McCain, a former Navy pilot and prisoner of war in Vietnam, has suggested that the military can be the face of U.S. engagement around the world.
A NUCLEAR IRAN
He has called for U.S. troops to remain in Iraq until victory is assured. His campaign has said the surge was such a success in Iraq that the U.S. military should apply the ”surge principles” in Afghanistan, suggesting that he’d send more troops there. He also has called for more training of allies that are combating terrorism within their borders.
McCain also has said that Iran can’t be allowed to develop its nuclear arsenal, suggesting that he’d use force if necessary to prevent that.
”There is only one thing worse than a military solution,” McCain said in July 2007. “And that . . . is a nuclear-armed Iran.”
Obama also has said that a nuclear-armed Iran is unacceptable, but he has put more emphasis on trying to reach a negotiated settlement with Tehran. In fact, Obama has made it clear he thinks robust U.S. diplomacy could substitute, at least in part, for the Bush administration’s reliance on the military to carry out America’s will in the world.
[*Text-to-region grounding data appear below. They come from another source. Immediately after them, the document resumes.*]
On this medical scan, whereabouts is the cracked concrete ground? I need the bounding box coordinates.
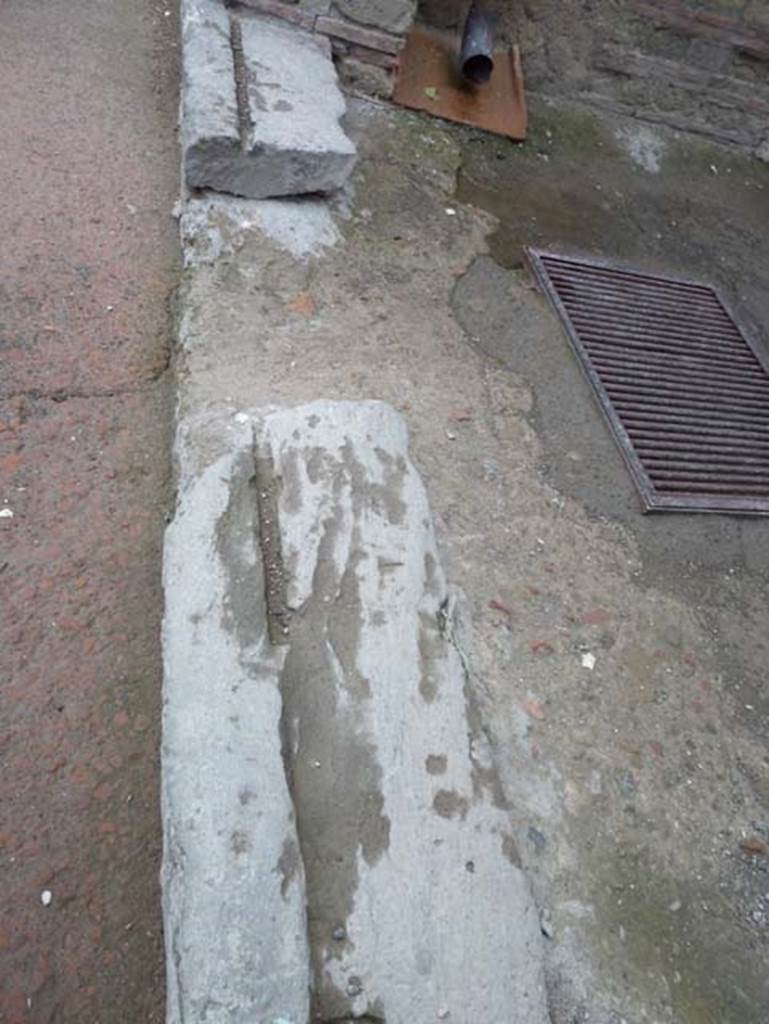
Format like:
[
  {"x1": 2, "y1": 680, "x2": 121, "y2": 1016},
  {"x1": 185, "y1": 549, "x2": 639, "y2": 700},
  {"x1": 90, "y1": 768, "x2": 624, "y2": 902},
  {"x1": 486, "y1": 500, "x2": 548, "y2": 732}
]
[{"x1": 175, "y1": 93, "x2": 769, "y2": 1022}]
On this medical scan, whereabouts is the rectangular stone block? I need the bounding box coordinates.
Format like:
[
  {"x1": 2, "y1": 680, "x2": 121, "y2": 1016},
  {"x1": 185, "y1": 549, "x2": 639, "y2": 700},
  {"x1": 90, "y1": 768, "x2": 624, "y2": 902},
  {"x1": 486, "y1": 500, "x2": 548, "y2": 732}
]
[
  {"x1": 181, "y1": 0, "x2": 356, "y2": 198},
  {"x1": 181, "y1": 0, "x2": 241, "y2": 191},
  {"x1": 162, "y1": 426, "x2": 311, "y2": 1024},
  {"x1": 238, "y1": 15, "x2": 357, "y2": 195}
]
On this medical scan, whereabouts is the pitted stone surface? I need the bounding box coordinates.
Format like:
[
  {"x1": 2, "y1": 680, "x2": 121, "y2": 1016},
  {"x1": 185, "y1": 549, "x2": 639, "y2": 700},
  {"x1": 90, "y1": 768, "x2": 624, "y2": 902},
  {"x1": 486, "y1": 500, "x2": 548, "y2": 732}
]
[
  {"x1": 162, "y1": 432, "x2": 310, "y2": 1024},
  {"x1": 162, "y1": 401, "x2": 548, "y2": 1023},
  {"x1": 181, "y1": 0, "x2": 356, "y2": 198},
  {"x1": 181, "y1": 0, "x2": 241, "y2": 190},
  {"x1": 257, "y1": 401, "x2": 549, "y2": 1023}
]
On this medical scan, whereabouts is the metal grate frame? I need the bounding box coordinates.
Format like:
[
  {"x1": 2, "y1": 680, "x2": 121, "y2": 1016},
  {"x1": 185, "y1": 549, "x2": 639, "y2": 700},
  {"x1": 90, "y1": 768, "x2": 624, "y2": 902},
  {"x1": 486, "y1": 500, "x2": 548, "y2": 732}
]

The Democratic presidential nominee has vowed to end the war in Iraq and to bring U.S. combat forces home over 16 months. He would shift some U.S. forces from Iraq into Afghanistan, which he calls the real front line in the war on terror, and where the 9/11 attacks were planned.
HUNTING BIN LADEN
Obama also has pushed for the U.S. military to enter Pakistan, unilaterally if necessary, to go after Osama bin Laden. McCain has criticized Obama’s stand, saying he’s announcing his plan to the enemy and inviting Pakistani resistance rather than cooperation, but McCain also called Pakistan “a failed state.”
”Both have an appreciation for the limits of military power. But they must decide: Does the United States want to be involved in nation building?” said Jake Kipp, the deputy director of the School of Advanced Military Studies at Fort Leavenworth, Kan.
For all their plans, the next president cannot fully predict how he’d use the military.
”There are things that cannot be controlled by the new president. A lot of times, he will be responding to events,” Kipp said. “As they say in the military: The enemy has a vote.”